Stock Price Forecast with TensorFlow (LSTM) ~ Stock Forecast Part 1 ~

Introduction

I will start studying stock investment, so I will leave a note of it.

Predict stock prices using goals, machine learning and deep learning.

Before you start studying, first check the following books.

It seems that the conditions for stock movement are "good performance", "low PER", and "good chart shape". I would like to bring each one by scraping and make predictions.

[Supplement]

In addition to stocks, I usually use horse racing forecasts siva. Quinella predictive value: Approximately 86% Recovery rate: Approximately 136%

twitter I started. Please follow me.

Why stock?

I chose the stock from the following views.

◆ Gambling such as horse racing
The return of 0 or 100 is also large, but the risk is large.
　◆ FX 
On the other hand, there are people who make money, but there are people who lose it, so it doesn't suit their gender.
　◆ bitcoin
Since the value has not been established, there is a possibility of a crash.
◆ Stocks
As for stocks, everyone is profitable.

First of all, stock prediction experiment

Let's start the experiment from the site where you can download and experiment before bringing it by scraping.

The downloaded data is the Nikkei 225 2007-2017 information. Contains data for date, open, high, low and close prices.

The data used this time uses the closing price.

Think about the approach

For stocks, it is considered that it is better to predict by RNN (Recurrent Neural Network) (* 2) using time series than to statistically analyze past performance (* 1), so it is an extension of RNN. Let's try using LSTM (Long short-term memory).

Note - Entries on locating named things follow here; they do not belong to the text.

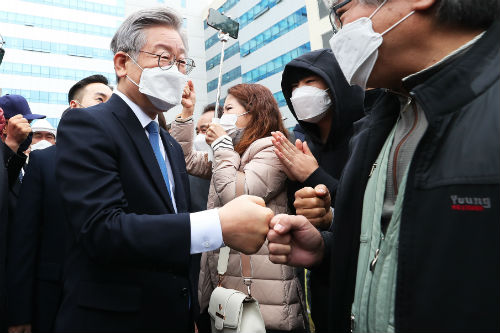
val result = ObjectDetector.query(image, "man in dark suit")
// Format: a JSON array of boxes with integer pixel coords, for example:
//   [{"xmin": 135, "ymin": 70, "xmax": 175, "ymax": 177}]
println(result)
[
  {"xmin": 7, "ymin": 75, "xmax": 112, "ymax": 333},
  {"xmin": 0, "ymin": 108, "xmax": 31, "ymax": 331},
  {"xmin": 55, "ymin": 7, "xmax": 272, "ymax": 332}
]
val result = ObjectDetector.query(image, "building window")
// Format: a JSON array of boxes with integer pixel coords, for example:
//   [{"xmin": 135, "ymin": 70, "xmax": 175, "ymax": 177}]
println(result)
[
  {"xmin": 242, "ymin": 42, "xmax": 311, "ymax": 83},
  {"xmin": 206, "ymin": 42, "xmax": 240, "ymax": 71},
  {"xmin": 240, "ymin": 7, "xmax": 307, "ymax": 57},
  {"xmin": 207, "ymin": 66, "xmax": 241, "ymax": 92}
]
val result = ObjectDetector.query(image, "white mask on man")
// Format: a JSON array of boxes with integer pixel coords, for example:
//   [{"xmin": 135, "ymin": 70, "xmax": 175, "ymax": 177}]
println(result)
[
  {"xmin": 127, "ymin": 56, "xmax": 188, "ymax": 111},
  {"xmin": 30, "ymin": 140, "xmax": 52, "ymax": 151},
  {"xmin": 330, "ymin": 0, "xmax": 414, "ymax": 89},
  {"xmin": 290, "ymin": 86, "xmax": 332, "ymax": 123}
]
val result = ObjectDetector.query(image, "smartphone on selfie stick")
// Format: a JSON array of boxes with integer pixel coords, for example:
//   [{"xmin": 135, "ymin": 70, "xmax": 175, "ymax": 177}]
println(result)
[{"xmin": 207, "ymin": 8, "xmax": 240, "ymax": 123}]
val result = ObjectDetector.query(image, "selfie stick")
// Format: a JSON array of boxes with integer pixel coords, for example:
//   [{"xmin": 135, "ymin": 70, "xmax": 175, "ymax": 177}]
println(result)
[{"xmin": 214, "ymin": 30, "xmax": 229, "ymax": 118}]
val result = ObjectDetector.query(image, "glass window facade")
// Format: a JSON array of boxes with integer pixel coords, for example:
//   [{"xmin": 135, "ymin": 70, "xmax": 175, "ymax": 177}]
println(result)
[
  {"xmin": 23, "ymin": 0, "xmax": 125, "ymax": 16},
  {"xmin": 207, "ymin": 66, "xmax": 241, "ymax": 92},
  {"xmin": 0, "ymin": 62, "xmax": 116, "ymax": 85},
  {"xmin": 2, "ymin": 88, "xmax": 68, "ymax": 106},
  {"xmin": 273, "ymin": 91, "xmax": 286, "ymax": 108},
  {"xmin": 240, "ymin": 7, "xmax": 307, "ymax": 57},
  {"xmin": 204, "ymin": 0, "xmax": 281, "ymax": 50},
  {"xmin": 4, "ymin": 37, "xmax": 113, "ymax": 60},
  {"xmin": 0, "ymin": 11, "xmax": 116, "ymax": 37},
  {"xmin": 242, "ymin": 42, "xmax": 311, "ymax": 83},
  {"xmin": 238, "ymin": 0, "xmax": 281, "ymax": 29},
  {"xmin": 206, "ymin": 42, "xmax": 240, "ymax": 71}
]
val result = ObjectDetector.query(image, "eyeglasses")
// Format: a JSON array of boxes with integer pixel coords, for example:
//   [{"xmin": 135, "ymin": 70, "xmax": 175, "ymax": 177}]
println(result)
[
  {"xmin": 139, "ymin": 51, "xmax": 196, "ymax": 75},
  {"xmin": 330, "ymin": 0, "xmax": 352, "ymax": 34}
]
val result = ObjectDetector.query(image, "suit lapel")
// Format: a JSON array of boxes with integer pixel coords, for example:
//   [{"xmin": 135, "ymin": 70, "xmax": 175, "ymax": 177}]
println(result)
[
  {"xmin": 108, "ymin": 95, "xmax": 175, "ymax": 212},
  {"xmin": 160, "ymin": 129, "xmax": 188, "ymax": 212}
]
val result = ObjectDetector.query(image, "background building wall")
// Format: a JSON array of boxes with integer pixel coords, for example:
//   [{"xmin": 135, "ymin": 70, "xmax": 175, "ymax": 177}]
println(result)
[{"xmin": 201, "ymin": 0, "xmax": 311, "ymax": 127}]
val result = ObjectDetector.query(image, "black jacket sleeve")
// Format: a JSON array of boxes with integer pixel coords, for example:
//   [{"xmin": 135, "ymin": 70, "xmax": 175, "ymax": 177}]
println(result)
[
  {"xmin": 56, "ymin": 110, "xmax": 191, "ymax": 270},
  {"xmin": 2, "ymin": 142, "xmax": 27, "ymax": 188},
  {"xmin": 7, "ymin": 150, "xmax": 44, "ymax": 326}
]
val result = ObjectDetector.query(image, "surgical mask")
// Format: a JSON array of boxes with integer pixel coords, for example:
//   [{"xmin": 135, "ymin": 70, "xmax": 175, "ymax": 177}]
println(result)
[
  {"xmin": 219, "ymin": 111, "xmax": 249, "ymax": 136},
  {"xmin": 193, "ymin": 133, "xmax": 214, "ymax": 161},
  {"xmin": 127, "ymin": 56, "xmax": 188, "ymax": 111},
  {"xmin": 330, "ymin": 0, "xmax": 414, "ymax": 89},
  {"xmin": 31, "ymin": 140, "xmax": 52, "ymax": 151},
  {"xmin": 290, "ymin": 86, "xmax": 332, "ymax": 123}
]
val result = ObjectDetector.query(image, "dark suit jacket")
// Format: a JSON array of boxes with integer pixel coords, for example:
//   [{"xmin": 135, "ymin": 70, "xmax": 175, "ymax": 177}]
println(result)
[
  {"xmin": 0, "ymin": 142, "xmax": 26, "ymax": 332},
  {"xmin": 7, "ymin": 146, "xmax": 67, "ymax": 332},
  {"xmin": 56, "ymin": 95, "xmax": 195, "ymax": 332}
]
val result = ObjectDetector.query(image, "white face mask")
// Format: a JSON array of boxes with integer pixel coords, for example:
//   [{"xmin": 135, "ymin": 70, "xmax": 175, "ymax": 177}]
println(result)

1 We will try the method of learning the actual results of past data on the chart from the next time onward.
2 RNN is a type of deep learning. Unlike a normal neural network, it inputs its previous state in addition to the current input value. The input / output of RNN is as shown in the figure below. When considering temporally continuous data x (= x_1, x_2, x_3,…, x_n) as input, the previous state s_t-1 is input together with the input of x_t. This "previous state" contains past information up to that point.

Schematic diagram of RNN (source)

Experiment with the program anyway

First of all, I gave priority to trying it and tried to make a program quickly with the Nikkei average.

# -*- coding: utf-8 -*-
import numpy
import pandas
import matplotlib.pyplot as plt

from sklearn import preprocessing
from keras.models import Sequential
from keras.layers.core import Dense, Activation
from keras.layers.recurrent import LSTM

class Prediction :

  def __init__(self):
    self.length_of_sequences = 10
    self.in_out_neurons = 1
    self.hidden_neurons = 300


  def load_data(self, data, n_prev=10):
    X, Y = [], []
    for i in range(len(data) - n_prev):
      X.append(data.iloc[i:(i+n_prev)].as_matrix())
      Y.append(data.iloc[i+n_prev].as_matrix())
    retX = numpy.array(X)
    retY = numpy.array(Y)
    return retX, retY


  def create_model(self) :
    model = Sequential()
    model.add(LSTM(self.hidden_neurons, \
              batch_input_shape=(None, self.length_of_sequences, self.in_out_neurons), \
              return_sequences=False))
    model.add(Dense(self.in_out_neurons))
    model.add(Activation("linear"))
    model.compile(loss="mape", optimizer="adam")
    return model


  def train(self, X_train, y_train) :
    model = self.create_model()
    #Learning
    model.fit(X_train, y_train, batch_size=10, nb_epoch=100)
    return model


if __name__ == "__main__":

  prediction = Prediction()

  #Data preparation
  data = None
  for year in range(2007, 2017):
    data_ = pandas.read_csv('csv/indices_I101_1d_' + str(year) +  '.csv')
    data = data_ if (data is None) else pandas.concat([data, data_])
  data.columns = ['date', 'open', 'high', 'low', 'close']
  data['date'] = pandas.to_datetime(data['date'], format='%Y-%m-%d')
  #Standardize closing price data
  data['close'] = preprocessing.scale(data['close'])
  data = data.sort_values(by='date')
  data = data.reset_index(drop=True)
  data = data.loc[:, ['date', 'close']]

  #20% to test data
  split_pos = int(len(data) * 0.8)
  x_train, y_train = prediction.load_data(data[['close']].iloc[0:split_pos], prediction.length_of_sequences)
  x_test,  y_test  = prediction.load_data(data[['close']].iloc[split_pos:], prediction.length_of_sequences)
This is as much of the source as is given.